2020/08/10
『ジャグド・リトル・ピル』のリリースから早25年も経過していたとは、当時の大フィーバーを知る我々リスナーのみならず、本人もさぞ驚きだろう。ジャンル区分できない独自の音楽性と、耳にこびりつく個性的なボーカルがインパクト絶大で、後のアーティストたちにも大きな影響を与えた。
昨年は、その『ジャグド・リトル・ピル』をベースにしたミュージカルが大好評を博し、今年は25周年を記念したツアーも開催される予定だったが、新型コロナウイルスの影響により延期とされ、多くのファンが肩を落としている。本作『サッチ・プリティ・フォークス・イン・ザ・ロード』も、当初は5月上旬にリリースされる予定だったが、諸々の事情を考慮して3か月押しでの発表となった。

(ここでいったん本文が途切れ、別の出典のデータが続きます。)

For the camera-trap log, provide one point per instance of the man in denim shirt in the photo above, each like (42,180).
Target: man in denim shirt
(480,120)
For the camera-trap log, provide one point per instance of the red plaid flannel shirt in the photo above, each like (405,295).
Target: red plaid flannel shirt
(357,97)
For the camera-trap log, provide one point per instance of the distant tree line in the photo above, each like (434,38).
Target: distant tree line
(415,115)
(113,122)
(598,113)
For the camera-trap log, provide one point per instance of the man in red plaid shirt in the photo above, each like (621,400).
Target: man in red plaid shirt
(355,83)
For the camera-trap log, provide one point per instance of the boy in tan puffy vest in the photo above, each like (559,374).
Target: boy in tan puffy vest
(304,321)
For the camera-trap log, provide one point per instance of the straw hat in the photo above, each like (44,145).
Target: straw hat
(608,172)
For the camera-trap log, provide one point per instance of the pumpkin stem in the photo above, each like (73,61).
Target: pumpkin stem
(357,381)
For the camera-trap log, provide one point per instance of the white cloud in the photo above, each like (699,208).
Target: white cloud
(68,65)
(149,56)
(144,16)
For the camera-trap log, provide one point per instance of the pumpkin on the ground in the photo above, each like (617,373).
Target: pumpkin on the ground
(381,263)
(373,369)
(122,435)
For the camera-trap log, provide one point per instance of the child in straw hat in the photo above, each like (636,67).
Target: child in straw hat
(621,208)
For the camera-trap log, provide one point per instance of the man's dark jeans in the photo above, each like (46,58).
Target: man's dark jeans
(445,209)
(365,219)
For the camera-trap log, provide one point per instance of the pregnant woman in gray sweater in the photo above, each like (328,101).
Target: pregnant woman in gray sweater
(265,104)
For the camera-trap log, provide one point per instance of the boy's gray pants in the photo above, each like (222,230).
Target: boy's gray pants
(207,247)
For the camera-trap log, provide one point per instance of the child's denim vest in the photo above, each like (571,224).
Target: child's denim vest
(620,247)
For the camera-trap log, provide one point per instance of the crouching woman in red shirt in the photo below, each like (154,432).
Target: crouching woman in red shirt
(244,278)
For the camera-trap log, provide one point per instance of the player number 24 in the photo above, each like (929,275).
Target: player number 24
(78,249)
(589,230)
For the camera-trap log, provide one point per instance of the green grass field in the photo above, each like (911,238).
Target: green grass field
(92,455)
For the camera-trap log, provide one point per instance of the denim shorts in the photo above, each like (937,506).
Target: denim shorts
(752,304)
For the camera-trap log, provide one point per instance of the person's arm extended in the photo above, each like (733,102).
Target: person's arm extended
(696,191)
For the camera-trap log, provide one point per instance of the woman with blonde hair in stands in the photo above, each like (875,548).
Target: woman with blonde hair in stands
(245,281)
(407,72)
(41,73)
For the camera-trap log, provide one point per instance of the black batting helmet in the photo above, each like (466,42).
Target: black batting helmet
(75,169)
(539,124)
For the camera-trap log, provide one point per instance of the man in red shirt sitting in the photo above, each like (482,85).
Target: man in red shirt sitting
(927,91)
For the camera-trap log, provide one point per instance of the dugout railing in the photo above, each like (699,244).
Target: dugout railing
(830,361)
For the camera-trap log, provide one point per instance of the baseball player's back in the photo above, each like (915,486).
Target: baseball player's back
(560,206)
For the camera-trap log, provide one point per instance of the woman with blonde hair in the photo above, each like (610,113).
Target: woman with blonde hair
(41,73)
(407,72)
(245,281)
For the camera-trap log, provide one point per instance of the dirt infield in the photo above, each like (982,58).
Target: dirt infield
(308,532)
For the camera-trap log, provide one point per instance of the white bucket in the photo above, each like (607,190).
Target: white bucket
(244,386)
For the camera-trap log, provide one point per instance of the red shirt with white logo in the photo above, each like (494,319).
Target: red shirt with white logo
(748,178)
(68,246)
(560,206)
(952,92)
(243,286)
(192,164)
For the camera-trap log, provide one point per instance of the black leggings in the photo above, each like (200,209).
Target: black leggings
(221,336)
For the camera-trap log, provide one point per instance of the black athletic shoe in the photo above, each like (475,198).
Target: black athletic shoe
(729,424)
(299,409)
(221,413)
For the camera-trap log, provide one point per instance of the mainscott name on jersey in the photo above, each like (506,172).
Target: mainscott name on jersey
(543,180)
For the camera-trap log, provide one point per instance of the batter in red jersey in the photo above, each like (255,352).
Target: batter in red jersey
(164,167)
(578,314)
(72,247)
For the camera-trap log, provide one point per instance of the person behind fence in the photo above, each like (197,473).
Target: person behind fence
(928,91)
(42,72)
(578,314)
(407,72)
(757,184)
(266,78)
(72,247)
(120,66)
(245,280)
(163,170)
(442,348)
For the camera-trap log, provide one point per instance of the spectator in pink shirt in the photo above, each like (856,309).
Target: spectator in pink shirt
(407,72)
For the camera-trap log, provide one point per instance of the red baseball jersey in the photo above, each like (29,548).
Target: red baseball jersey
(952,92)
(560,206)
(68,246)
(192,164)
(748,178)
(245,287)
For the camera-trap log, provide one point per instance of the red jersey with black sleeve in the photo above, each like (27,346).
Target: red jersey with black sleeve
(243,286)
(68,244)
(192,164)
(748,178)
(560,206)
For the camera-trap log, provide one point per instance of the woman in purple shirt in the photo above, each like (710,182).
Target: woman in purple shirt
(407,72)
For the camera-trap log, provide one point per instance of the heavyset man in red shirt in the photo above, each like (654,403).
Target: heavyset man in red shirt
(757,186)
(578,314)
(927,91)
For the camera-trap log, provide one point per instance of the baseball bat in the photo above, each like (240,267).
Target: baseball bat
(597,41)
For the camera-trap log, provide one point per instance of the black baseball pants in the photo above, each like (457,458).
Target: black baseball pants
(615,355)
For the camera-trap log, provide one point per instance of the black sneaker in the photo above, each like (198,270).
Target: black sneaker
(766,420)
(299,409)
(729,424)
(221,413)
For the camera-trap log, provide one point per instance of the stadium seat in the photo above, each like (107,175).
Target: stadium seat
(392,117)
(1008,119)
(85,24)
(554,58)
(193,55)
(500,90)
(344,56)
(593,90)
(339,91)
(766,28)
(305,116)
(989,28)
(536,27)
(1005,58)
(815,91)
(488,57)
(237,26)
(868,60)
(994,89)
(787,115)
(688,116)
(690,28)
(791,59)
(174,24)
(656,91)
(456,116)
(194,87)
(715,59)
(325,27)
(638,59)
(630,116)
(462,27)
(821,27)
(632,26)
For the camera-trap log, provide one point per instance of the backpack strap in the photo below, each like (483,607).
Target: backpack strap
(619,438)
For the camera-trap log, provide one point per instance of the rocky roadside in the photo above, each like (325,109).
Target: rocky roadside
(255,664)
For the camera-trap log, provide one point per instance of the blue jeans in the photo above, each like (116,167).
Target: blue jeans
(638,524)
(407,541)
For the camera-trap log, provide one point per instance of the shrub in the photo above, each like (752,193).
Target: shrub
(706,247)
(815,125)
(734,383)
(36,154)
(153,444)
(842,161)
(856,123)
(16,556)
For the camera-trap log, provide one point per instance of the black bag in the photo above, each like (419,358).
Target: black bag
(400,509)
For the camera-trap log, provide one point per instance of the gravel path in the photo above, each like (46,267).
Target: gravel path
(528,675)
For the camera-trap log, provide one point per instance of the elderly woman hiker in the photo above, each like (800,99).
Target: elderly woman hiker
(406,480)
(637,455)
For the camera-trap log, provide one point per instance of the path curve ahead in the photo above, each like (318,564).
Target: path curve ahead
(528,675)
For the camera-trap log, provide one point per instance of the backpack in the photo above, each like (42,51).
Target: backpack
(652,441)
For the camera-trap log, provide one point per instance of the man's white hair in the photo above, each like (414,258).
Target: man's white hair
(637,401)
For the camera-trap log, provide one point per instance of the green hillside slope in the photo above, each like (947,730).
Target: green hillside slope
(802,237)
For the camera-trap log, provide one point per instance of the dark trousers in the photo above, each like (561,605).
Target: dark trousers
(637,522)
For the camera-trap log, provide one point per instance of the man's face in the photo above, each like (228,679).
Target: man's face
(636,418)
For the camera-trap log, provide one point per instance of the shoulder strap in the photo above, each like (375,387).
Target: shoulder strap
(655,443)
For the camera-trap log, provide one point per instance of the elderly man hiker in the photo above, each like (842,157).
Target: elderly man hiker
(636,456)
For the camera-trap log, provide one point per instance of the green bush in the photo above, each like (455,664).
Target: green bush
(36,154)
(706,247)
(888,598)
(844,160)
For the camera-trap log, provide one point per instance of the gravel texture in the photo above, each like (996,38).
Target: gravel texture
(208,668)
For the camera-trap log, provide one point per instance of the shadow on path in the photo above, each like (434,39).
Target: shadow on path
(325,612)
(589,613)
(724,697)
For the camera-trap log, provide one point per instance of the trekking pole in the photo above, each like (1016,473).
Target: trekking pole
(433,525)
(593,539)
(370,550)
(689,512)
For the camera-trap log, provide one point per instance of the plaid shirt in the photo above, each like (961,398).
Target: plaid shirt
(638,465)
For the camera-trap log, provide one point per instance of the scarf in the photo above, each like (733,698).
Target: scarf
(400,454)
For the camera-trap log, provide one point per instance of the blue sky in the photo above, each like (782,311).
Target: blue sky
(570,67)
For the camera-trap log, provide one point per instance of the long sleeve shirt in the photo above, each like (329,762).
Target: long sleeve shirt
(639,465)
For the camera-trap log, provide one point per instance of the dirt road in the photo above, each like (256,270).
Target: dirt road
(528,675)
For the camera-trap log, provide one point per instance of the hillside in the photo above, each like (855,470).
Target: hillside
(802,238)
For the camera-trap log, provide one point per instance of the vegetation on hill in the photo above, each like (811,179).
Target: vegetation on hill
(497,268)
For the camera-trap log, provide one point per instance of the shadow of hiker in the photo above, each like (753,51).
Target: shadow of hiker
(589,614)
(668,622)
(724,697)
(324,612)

本作は、2012年発売の8thアルバム『ハヴィック・アンド・ブライト・ライツ』から8年ぶり、通算9作目となるスタジオ・アルバムで、<Thirty Tigers>移籍後初のリリースとなる。前作からの期間があいてしまったことについては子育て等を理由にあげていて、リリースの延期については、アルバムのコンセプトと世情を照らし合わせ、タイミングを計っていたとのこと。
制作はおよそ3年ほど前からスタートさせ、リリースまでにいくつかステージで披露した曲もある。メイン・プロデューサーは、多くのヒット作に参加しているソングライター/プロデューサーのアレックス・ホープと、オーストラリア出身のプロデューサー/ミキシング・エンジニアのキャサリン・マークス。女性陣で固めたのも、コンセプトのひとつと取れなくもない。
オープニング曲は、今年2月にリリースした2曲目のシングル「Smiling」。もともとは前述のミュージカル用に作った曲だそうで、広がりのあるドラマティックな展開からしてもその路線ぽい。ジミー・ファロンの『ザ・トゥナイト・ショー』で披露した「Ablaze」は自身の子供たちに捧げた曲で、アウトロでは3人(息子・娘・息子)へ、それぞれメッセージが送られている。アーティスト活動を停滞しても優先した、アラニス流子育ての信念が伺える。
昨年の12月にリリースした1stシングル「Reasons I Drink」は、個々それぞれが抱える“依存”について取り上げた曲。彼女自身も依存には悩まされてきたようで、その経験があるからこその説得力がある。レトロなマイナー調のミディアム・ロックも、歌詞とフィットしていていい。
以降、「Diagnosis」~「Missing the Miracle」~「Losing the Plot」と3曲スロウ系が続く。心の“病み”をダイレクトに表現したり、年齢を重ね、経験を積み、母になったから語れる精神論が詰まっていたりと、いずれも解釈が難しい内容。中でも、産後鬱と不眠症をテーマにした「Losing the Plot」はずっしり重たい。他人の悩みで自分も落ち込んでしまうという、繊細さや優しさもアラニスの魅力。今回のアルバムはピアノをベースとして制作したとのことで、後半もバラード率が高い。
リリース直前に発表したリード曲「Reckoning」は、「Smiling」にも劣らない壮大さがあるミディアム・チューン。浮遊感のあるファルセット、ピアノ&ストリングスの伴奏、低音をきかせたギターいずれも絶妙なバランスで、本作の中でも特に存在感を放っている。次の「Sandbox Love」では爽やかなポップ・ロックに一転し、前4曲の重たさを解消してくれるが、歌っているのは理想のセックスと結構ヘヴィな内容だったりする。
次曲「Her」は、母になって感じたことを歌っているからか、旋律にもボーカルにもやさしいフィット感がある。中盤からテンポアップする二部構成の大作「Nemesis」~黒地の中に輝きを放つ、カバー・アートに直結した美しいバラード「Pedestal」で締め括り、アルバムは完結。これだけのブランクがありながら、構成や歌詞の奥深さといった曲のセンスもボーカルも全く衰えていない。
出世作があまりにヒットし過ぎると、後の作品を制作するにあたり過大なプレッシャーがのしかかり、スランプからの駄作になりがちだが、本作ではそういった雑念を払拭し解放されたような、そんな印象を受けた。それは年齢的なものや環境の変化もあると思うが、無理せず相応の作品を作れた、という感じ。年齢といえば、アラニスは先日46歳のバースデーを迎えたばかりだけど、25年経った今とあの頃のビフォーアフターが然程変わらないという、ビジュアルの維持にも感服。